第九百六十一話 センティア(五)
ウィンドウ家本邸前庭への不法侵入者は、エスク=ソーマひとりではなかった。おそらくエスク=ソーマの部下であろう屈強な男どもが数十人、門兵の叫び声も虚しくぞろぞろと入ってくる。何名かは顔も名も思い出せる。ドーリン=ノーグとレミル=フォークレイなどは、エスク=ソーマともどもよく知っていた。
シドニア傭兵団はキーン=ウィンドウとの繋がりがあった。
エンドウィッジの戦いで落命したシドニア傭兵団長にして傭兵騎士ラングリード・ザン=シドニアが、キーン=ウィンドウと馬があったのだ。
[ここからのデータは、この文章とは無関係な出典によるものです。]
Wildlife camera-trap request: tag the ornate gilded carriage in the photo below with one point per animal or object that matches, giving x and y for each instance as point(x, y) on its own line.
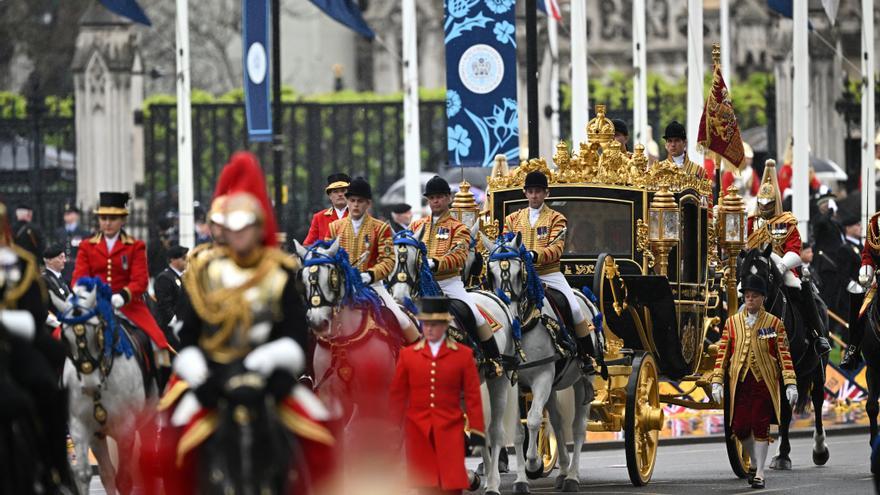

どちらも根っからのシーラ派だった。辣腕とはいえ政治家に過ぎないキーンはともかく、戦場に出て命を削ることを生業とするラングリードにとって、率先して戦場に向かうシーラ・レーウェ=アバードは、理想的な主君だったのかもしれない。
キーンは、ラングリードと気が合っていたこともあり、よく家に招いた。そのたびにこの本邸はシドニアの傭兵たちで満ち溢れたものであり、ゼーレは困ったものだった。ゼーレはシドニア傭兵団などならず者の集まりに過ぎないと見ているし、実際、そうだった。
傭兵団が本邸に訪れるたび、屋敷の中のなにかが紛失した。傭兵に盗まれたに違いなかった。紛失事件は、傭兵たちが帰った後に発覚するということもあり、傭兵団を追求することもできない。そのことをキーンに訴えれば、彼は大いに笑ったものだ。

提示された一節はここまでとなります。